The women have a small vegetable plot where they grow potatoes and spinach and are boosting their income by raising broiler chicks at a rate of 100 every three weeks, which they sell at pension pay points and local schools.

It would, however, be a mistake to think that all the farmers in the agricultural project are small-scale. On one 12ha farm just outside of Flagstaff, Tembinkosi Ntakumba has just harvested 45 000 cabbages, which he sells for an average of R3 a head and he is about to harvest a similar crop of maize.

After her husband lost his job at a factory in Johannesburg three years ago, Beauty Jwacu started farming with 50 day-old chicks in her bathroom. She moved on to a wooden home-built structure in her garden and is now building a cement broiler shed and selling 400 chickens a month to the surrounding community.

Jwacu is a natural farmer and born entrepreneur. But, tucked away in the back-end of nowhere she is held back by the stress of procuring essential supplies and transporting her chickens to market. Lusikisiki is the closest town and transport adds R10 to the cost of a single bag of chicken feed.

These obstacles are echoed by Thandanani’s organiser, Gogo Radebe, who says “transport and markets are big problems”.

Collectively these farmers represent an enormous market, so it is surprising that South African agricultural input suppliers have not taken the initiative and come up with strategies to reach them. Increasingly big businesses around the world are broadening their product range and distribution to unlock what development strategist CK Prahald calls the “fortune at the bottom of the pyramid”.

The cellphone industry with its prepaid airtime and extensive distribution network is a telling example of how this market can be tapped. Most of the women at Thandanani are proud owners of a cellphone and buy their airtime from the local trading store.

In contrast, if they want to buy a bag of fertiliser or chicken feed, they have to take a taxi or hire transport to get to Harding, 45km away. These supplies come in minimum sizes of anything between 5kg and 50kg bags, which are difficult to transport and far more than they need. The idea of retailing fertiliser or feed in single kilograms, like sugar or flour, and selling it at the local trading store, is a missed opportunity.

Teba and Lima know too well about the problems of trying to galvanise input-supply markets. When the project started in 2002, its main focus was to kick-start basic agricultural production and help farmers source inputs such as day-old chicks, vaccines, seedlings and fertiliser.

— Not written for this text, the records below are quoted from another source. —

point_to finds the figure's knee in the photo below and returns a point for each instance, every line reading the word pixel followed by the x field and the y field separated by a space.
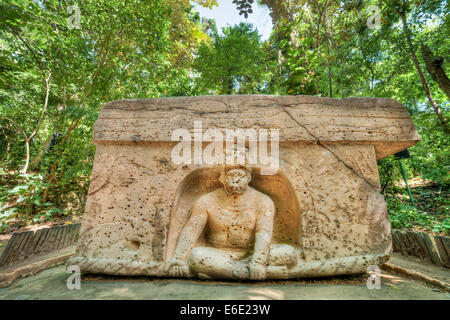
pixel 197 255
pixel 283 255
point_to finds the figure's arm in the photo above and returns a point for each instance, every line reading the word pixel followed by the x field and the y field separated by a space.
pixel 263 237
pixel 191 231
pixel 263 233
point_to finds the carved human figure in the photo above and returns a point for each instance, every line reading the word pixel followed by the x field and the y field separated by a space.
pixel 237 222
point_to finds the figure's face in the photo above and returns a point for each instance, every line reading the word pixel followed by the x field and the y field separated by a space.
pixel 236 181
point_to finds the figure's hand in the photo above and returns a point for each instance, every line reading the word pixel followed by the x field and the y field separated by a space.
pixel 257 271
pixel 177 268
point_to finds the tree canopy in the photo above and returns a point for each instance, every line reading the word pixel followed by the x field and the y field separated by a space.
pixel 61 61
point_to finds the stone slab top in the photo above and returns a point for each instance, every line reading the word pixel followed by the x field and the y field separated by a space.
pixel 382 122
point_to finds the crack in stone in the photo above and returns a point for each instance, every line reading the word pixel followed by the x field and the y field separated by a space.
pixel 282 107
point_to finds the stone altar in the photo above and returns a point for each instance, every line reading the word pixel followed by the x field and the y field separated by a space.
pixel 320 213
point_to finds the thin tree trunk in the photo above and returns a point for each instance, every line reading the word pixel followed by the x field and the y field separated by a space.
pixel 434 68
pixel 435 107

However, like other well-intended development projects, the venture has a shelf life dictated by the largesse of donors.

To stop the project from being another development casualty, Teba and Lima, with support from the ComMark Trust, are working with a range of big and small input suppliers to come up with a commercial solution that will outlive their involvement.

Bringing supplies and services closer to farmers is vital. A possible solution lies in helping Lungile Nonkenge fulfil a lifelong dream of owning a nursery. This would supply the farmers of Lusikisiki with seedlings at a good price and with vital information. Teba is helping Nonkenge access finance to build his nursery, but owning a nursery is a high-risk venture and staying abreast of the latest technology a challenge.

The intention is to link Nonkenge with larger commercial operations through franchising and supply agreements that make the nursery commercially viable.

This is just one of the many strategies being used to integrate far-flung areas into mainstream markets.

The challenge is to get the large input-supply companies, such as Afgri and Monsanto, to recognise the commercial potential of emerging farmers and to step outside their existing business paradigm to supply farmers like those in the Tandanani co-op with a high-quality product, packaged in the quantities they need and available close to home. Given the tough trading conditions in their traditional markets, their share-holders may find this makes good business sense.